Klima has done a wonderful job of spinning the tales of baseball and the war into a tapestry. He concentrates on the personal, giving the personal stories of Hank Greenberg serving in the Far East, Pete Gray’s rise to the Major Leagues, and other players like pitcher Phil Marchildon of the Philadelphia Athletics who served in the Royal Canadian Air Force (he was from Canada) and was shot down over Germany and spent time in a POW camp.
Even after FDR gave Commissioner Landis the “Green Light” letter allowing organized baseball to continue as a contribution to morale, owners were still nervous that the informal permission could be withdrawn at any time.
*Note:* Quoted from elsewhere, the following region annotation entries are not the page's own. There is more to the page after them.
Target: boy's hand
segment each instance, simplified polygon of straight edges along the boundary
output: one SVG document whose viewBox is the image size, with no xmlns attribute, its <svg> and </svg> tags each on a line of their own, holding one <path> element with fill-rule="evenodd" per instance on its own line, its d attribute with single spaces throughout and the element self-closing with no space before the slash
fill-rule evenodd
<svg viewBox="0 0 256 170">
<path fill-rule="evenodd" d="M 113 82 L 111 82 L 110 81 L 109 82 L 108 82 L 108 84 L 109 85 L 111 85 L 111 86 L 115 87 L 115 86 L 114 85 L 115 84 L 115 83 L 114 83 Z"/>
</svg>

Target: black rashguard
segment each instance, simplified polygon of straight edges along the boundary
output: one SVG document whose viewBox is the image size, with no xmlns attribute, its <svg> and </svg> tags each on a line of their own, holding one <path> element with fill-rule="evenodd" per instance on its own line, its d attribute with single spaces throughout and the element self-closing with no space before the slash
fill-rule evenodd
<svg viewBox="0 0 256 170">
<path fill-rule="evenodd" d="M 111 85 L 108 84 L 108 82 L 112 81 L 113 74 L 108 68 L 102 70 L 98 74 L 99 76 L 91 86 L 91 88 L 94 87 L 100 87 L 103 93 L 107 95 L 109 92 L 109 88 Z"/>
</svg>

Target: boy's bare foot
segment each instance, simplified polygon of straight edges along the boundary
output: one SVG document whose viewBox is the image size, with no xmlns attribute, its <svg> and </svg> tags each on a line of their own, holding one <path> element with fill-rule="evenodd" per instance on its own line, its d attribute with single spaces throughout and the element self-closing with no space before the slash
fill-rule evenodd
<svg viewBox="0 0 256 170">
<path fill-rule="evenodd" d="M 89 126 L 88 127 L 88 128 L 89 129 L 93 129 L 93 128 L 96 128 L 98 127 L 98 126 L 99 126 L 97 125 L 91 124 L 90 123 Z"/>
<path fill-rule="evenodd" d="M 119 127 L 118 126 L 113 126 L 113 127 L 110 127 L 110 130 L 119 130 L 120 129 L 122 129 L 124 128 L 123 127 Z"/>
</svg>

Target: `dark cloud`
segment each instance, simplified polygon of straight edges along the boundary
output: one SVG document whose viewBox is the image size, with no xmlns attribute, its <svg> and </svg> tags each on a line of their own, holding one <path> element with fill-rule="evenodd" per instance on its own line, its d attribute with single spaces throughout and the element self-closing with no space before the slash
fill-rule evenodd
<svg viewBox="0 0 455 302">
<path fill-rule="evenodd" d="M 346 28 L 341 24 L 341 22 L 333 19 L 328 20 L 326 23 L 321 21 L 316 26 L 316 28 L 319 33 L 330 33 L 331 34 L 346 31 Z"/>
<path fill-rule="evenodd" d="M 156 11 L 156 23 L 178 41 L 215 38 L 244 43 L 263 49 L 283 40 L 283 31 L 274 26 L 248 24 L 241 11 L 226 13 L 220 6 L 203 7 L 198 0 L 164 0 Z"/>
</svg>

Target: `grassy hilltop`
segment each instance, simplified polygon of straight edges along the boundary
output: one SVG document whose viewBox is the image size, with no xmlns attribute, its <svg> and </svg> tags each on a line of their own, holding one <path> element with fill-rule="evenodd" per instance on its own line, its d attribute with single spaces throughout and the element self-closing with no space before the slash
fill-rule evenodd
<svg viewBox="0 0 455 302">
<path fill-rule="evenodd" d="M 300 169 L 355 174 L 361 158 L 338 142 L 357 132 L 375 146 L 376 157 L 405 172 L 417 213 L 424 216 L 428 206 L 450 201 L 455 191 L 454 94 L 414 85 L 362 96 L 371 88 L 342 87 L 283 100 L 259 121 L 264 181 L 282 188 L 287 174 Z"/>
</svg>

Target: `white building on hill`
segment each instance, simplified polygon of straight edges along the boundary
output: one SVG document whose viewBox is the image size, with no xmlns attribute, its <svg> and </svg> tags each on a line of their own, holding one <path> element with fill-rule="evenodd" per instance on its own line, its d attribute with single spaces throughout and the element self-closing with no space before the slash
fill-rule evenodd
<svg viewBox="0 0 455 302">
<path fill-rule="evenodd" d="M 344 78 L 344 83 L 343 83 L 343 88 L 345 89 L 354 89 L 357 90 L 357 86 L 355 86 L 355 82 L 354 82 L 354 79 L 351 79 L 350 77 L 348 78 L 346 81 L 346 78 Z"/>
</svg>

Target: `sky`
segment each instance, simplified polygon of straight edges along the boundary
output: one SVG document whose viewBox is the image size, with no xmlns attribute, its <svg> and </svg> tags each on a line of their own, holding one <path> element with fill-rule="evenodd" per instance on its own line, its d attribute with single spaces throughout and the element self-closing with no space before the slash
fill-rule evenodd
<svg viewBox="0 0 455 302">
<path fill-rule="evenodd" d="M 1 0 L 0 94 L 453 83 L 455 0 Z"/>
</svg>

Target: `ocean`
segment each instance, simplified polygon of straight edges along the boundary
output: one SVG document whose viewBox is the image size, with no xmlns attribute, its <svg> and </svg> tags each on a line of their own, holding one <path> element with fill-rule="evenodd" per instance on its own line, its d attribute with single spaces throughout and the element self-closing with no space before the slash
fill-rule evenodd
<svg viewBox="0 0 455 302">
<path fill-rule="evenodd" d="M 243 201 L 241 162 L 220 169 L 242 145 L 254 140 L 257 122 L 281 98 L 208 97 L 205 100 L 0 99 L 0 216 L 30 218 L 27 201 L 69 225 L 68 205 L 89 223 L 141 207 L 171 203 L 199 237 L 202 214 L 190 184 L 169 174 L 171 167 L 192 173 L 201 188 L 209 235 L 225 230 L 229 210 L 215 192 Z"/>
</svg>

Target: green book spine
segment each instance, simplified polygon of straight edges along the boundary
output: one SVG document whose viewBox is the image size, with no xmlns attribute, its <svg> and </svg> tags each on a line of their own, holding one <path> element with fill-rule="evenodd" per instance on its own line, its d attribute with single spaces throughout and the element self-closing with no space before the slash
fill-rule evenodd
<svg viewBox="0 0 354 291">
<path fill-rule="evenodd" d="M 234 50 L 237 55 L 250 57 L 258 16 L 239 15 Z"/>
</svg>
Each spring saw the owners wondering if they should bother opening the training camps.
And during the season, baseball was still subject to the same travel restrictions and shortages that everyone else was. Fans were asked to toss foul balls back onto the field. Weather conditions that would have normally caused a delay or even a postponement were played through. Doubleheaders were piled on to the schedule to the point where a team could play seven games in four days. Night baseball spread and grew in popularity.
It wasn’t just the major league teams that were affected; Klima rightly points out that the minor leagues suffered equally. Even harder hit were the many semi-pro leagues and independent teams who didn’t have the same political influence as the majors. Many were shut down completely, forcing the major league teams to scout elsewhere for talent. Branch Rickey of the Dodgers sent scouts out to plunder high schools, and prepared to do the same with the Negro Leagues when the time was right. A scout for the Washington Senators tipped off owner Clark Griffith to the player pool available in Cuba and Latin America. If only those players weren’t so dark-skinned….
Klima does a great job bringing the players and personalities to life. He keeps it at a personal level, which lets him give far more details than a basic rote retelling of history would. Baseball did not exist in even a partial vacuum in the war years. We are there when Cardinals’ manager Billy Southworth gets the news that his son was killed in a plane crash in New York, and then again when Billy Jr’s body is finally recovered. He doesn’t do so well in showing how the war changed baseball. That’s kind of stuck between the lines and crammed in to a late chapter. But it’s still enough.
If you want to read of players involved in War Bond drives or playing with military teams on stateside bases, this isn’t for you. Baseball players from all levels of the sport served, and often in harm’s way. It’s a worthy read for both baseball buffs and amateur historians of WWII.